As there are, according to Steinauer-Scudder, fewer than seventy reproductive females left, the population is literally losing its mothers and is approaching “functional extinction” within the next few decades – and she wonders about what that loss will mean. As researchers work to study the population, Steinauer-Scudder recalled the “intimacy” of that relationship as well, as the researchers are knowledgeable of the identity and history of every single member of that population.

Steinauer-Scudder’s book is also a recognition that we are born into this world already feeling an appreciation for communication and personhood – with trees, with stones, with insects, with the clouds above. For Steinauer-Scudder, that early kinship might have been with the grasses that grew at the Nature Conservancy that she called home when she was a child. For her daughter, though, that sense of belonging and consciousness is everywhere.

“[My daughter] does not discriminate. She delights in the inherent being of all creatures,” explained Steinauer-Scudder, as she laughed at how this simple act could hold so much awareness. “‘Hi,’ is now a family practice. Together we greet crab apples, blackberries, the osprey that dives into the churning sea, the quiet shell on the beach, each other, the dewy morning, and the brisk evening.”

“We are living in a time of ecological collapse,” wrote Steinauer-Scudder in the introduction to her book. “There is no way around it. But there is, I think, a way through. Perhaps the best we can do is to keep renewing the world and our love for it.”
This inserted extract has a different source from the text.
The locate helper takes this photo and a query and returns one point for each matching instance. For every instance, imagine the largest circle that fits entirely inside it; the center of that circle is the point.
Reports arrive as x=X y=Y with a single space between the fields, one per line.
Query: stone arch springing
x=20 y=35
“Mothering” is the closest word that Steinauer-Scudder can identify “for examining the work that love calls us to do.”

While Steinauer-Scudder is adamant that use of the term mothering is nongendered, she does recognize that it holds different meanings to different people. For her, though, it is about nurturing and caring. It is also about strengthening, fulfilling, and sustaining all of the relationships that we, as humans, can have with this natural world. It is about healing, care, embracing hope, and – above all – finding spiritual resilience together as we navigate the needs of this challenging world that we inhabit.